Licensing music for my new song–should I do it?

Microphone / Licensing TracksA couple of young performers I know—a singer and and a rapper—recently exposed me to the concept of licensing music tracks from a producer. I’m not talking about royalty-free music or beats, for which you pay a flat fee. No, these fully-realized tracks are governed by narrow limitations where the producer has complete control and the artist almost none. I want to talk about how these are usually a terrible idea for recording artists.

When you buy a royalty-free license, the amount you pay up front is the end of your interaction with whoever produced the music. You can then manipulate and use the track in another work (which you own). Or you can use the track by itself as background music for a video or film, if you purchased a license permitting that. You owe no further obligation to the licensor.

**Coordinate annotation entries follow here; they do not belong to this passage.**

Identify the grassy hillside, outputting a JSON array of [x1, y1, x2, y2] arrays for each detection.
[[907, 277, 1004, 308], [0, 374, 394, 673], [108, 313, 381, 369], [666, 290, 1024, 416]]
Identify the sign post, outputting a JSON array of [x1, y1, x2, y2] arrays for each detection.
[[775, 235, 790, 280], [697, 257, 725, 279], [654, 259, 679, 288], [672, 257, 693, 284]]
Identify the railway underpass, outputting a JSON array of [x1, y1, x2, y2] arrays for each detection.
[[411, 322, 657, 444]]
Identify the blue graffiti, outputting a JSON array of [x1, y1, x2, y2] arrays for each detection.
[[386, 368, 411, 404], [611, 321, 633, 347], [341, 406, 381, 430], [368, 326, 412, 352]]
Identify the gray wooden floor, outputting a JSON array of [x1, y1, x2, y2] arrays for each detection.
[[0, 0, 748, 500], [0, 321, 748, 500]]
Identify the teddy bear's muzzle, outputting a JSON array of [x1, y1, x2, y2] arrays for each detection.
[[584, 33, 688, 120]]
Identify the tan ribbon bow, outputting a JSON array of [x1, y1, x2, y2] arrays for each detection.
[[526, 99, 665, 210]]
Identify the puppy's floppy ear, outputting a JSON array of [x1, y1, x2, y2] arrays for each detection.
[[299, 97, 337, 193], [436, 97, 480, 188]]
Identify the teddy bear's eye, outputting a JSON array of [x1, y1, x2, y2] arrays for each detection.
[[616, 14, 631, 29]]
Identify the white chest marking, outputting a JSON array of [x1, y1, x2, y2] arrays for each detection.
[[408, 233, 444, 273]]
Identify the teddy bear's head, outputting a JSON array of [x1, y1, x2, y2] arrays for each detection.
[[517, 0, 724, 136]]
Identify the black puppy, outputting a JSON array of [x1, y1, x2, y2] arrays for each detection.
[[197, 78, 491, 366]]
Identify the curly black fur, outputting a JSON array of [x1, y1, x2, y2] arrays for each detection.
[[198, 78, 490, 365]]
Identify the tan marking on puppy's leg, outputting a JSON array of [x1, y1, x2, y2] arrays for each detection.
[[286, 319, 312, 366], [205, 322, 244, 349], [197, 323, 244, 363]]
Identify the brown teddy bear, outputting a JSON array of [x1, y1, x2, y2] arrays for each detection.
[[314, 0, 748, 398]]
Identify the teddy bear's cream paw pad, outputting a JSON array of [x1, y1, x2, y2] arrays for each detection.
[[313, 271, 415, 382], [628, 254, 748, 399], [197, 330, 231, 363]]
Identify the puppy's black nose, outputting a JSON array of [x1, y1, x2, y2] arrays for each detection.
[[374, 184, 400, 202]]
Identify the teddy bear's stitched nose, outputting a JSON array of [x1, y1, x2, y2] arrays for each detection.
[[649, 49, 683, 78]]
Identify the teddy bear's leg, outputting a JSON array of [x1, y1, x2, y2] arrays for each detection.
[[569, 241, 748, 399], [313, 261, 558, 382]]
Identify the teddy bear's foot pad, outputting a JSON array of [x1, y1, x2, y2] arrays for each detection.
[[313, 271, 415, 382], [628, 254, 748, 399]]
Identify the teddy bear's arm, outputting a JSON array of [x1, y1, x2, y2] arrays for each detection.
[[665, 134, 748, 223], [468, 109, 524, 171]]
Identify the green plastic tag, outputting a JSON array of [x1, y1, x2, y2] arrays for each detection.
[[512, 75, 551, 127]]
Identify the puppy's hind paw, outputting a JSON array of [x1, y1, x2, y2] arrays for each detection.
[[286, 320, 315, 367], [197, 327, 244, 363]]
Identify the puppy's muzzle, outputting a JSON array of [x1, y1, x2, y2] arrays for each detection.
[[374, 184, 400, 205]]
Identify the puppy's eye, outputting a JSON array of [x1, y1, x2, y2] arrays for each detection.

But some producers opt for a different approach, which benefits the producer but, in the long run, not the artist. These limited licenses specify variations along the following lines:

  • You can distribute the song to one or maybe a couple of platforms, like Spotify, for up to 500,000 streams.
  • You can sell up to 10,000 physical copies or downloads.
  • You can use the song in one music video for up to 500,000 non-monetized video streams. (Note this is non-monetized, so you or someone else cannot make money when the video is played. But the producer may be able to monetize it for him- or herself.)
  • You can broadcast the song on up to two radio stations.
  • The license expires after five years and needs to be renewed thereafter.

The Producer Owns the Music

The producer retains ownership of the music, even if you conceived the musical part. That means you can copyright the lyrics and vocal part, but not the underlying musical composition. That reduces your publishing rights to 50% of the song, so you must share all performance and mechanical royalties. Neither do you own the master recording, or even share ownership. It belongs to the producer. None of this would be unusual if you were working with a label that intended to puts its muscle behind promoting the song. But you don’t even get that benefit here. Worst of all, from a creative perspective, the music can be licensed by anyone else, so the music in your song might appear in another artist’s song.

I understand the appeal for young artists, who don’t feel they have the skills or resources to put together a musical track. For a relatively modest fee—maybe $100—you get a release-ready track for your song. But the contract reveals how this is really a bargain with the devil. Your revenue and ability to market the song are severely restricted. An indie label will be reluctant to get involved with the song, further limiting its chances for success. The producer retains complete power over the music and its future usage, and must be involved in negotiating any synchronization fees for video, film, and TV. This further complicates the situation and reduces opportunities for revenue.

Alternatives to Limited Licensing

But there are better alternatives. Learn how to build tracks out of royalty-free samples. (There are dozens of websites offering affordable tracks, like Pond5, or samples, like Big Fish Audio.) Find a producer/writer who will work with you for a more equitable share of potential future revenue (like how actors sometimes do this for a lower fee but a percentage of box office).

If you decide to go with one of these limited licenses, know what you’re getting into and what you’re giving away. It can be a great way to produce a demo. And a major label has the resources to buy the music outright from the producer if it wants to. Just go into the license with your eyes open.